Matthew Rorie: The swashbuckler is actually a base class - it can be acquired at level one with no prerequisites. As a base class, it's probably going to be a good lead-in to the Duelist prestige class, although it's also powerful up to level 20 by itself. As you might expect from the name, the Swashbuckler is a Robin Hood-style class that relies on light armor and light weapons. Instead of massive critical hits, the Swashbuckler will deal extra damage based on their Intelligence bonus, and will also eventually get bonuses to their chances to dodge attacks. In their late teens, they also gain the ability to sap an opponent's strength and constitution with each hit.
The Hellfire Warlock is the first Warlock prestige class that we've done, and it's a powerful one. While it's only a three-level prestige class, each level will net you some very powerful abilities. The prerequisites are nothing to sneeze at, though: you will need 12 ranks of Lore, among other skill requirements, to pick up the Hellfire prestige class, so it's not something you will be able to pick up too early. When you do start down your infernal path, though, you will gain abilities that will let you drain your own constitution to deal extra damage to your foes (keep a Restoration spell at the ready!) or even summon powerful devils to do your bidding. (Be aware that they don't always appreciate being told what to do, however, and sometimes express their displeasure in a rather vehement manner.)
GB: You're also introducing the Yuan-ti Pureblood and Gray Orc races. What advantages and disadvantages will be associated with these races and what classes are they best suited for?
Matthew Rorie: The yuan-ti pureblood has some interesting abilities, starting with the +2 bonuses to dexterity, intelligence, and charisma. On top of that, they also possess innate spell resistance and a natural armor bonus, on top of a bevy of spell-like abilities. Powerful stuff...but you'll have to accept a +2 level adjustment to make up for it. The favored class of a pureblood is ranger, but they'll be adept at almost any profession they choose.
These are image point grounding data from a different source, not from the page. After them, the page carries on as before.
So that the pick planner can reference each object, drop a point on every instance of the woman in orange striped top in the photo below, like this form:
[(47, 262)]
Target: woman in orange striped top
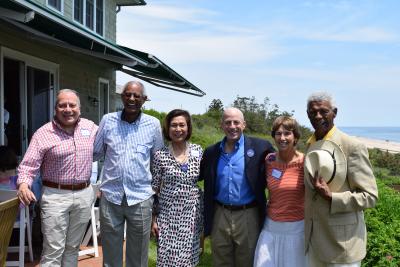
[(281, 241)]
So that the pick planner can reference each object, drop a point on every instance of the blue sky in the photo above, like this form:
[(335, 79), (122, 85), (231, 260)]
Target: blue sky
[(284, 50)]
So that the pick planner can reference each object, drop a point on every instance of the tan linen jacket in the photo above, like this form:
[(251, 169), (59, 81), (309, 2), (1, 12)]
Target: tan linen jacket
[(336, 231)]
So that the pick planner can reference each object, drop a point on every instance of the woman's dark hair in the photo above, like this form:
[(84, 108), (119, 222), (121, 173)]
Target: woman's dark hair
[(175, 113), (8, 159), (289, 124)]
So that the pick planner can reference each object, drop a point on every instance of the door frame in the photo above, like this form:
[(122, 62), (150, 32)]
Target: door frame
[(28, 61), (106, 97)]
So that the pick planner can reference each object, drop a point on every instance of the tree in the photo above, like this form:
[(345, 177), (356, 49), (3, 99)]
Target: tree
[(216, 105)]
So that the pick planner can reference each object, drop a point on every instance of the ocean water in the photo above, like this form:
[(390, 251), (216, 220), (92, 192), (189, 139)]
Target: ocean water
[(381, 133)]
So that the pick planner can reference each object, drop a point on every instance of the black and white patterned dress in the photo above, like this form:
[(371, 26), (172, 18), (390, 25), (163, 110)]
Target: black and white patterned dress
[(180, 218)]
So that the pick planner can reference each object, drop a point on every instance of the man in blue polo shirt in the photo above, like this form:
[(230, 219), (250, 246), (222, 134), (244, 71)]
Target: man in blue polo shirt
[(127, 140), (234, 185)]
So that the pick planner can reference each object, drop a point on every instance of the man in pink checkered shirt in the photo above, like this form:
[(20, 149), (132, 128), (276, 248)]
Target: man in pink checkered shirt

The gray orc is a different beast from the half-orc that has been the favorite race of many a barbarian for years. This breed of orc actually gets bonuses to strength and wisdom to counterbalance their penalties to intelligence and charisma. They're also able to move more quickly than most races, and their powerful sense of smell aids them in tracking, making them ideal candidates for leading a party across the Overworld Map. These abilities do come with a +1 level adjustment, however. The favored class of the gray orc is the cleric.
GB: Given all of the modules that have been released for NWN and NWN2, both official and fan-made, did you have trouble coming up with a new premise for the SoZ campaign?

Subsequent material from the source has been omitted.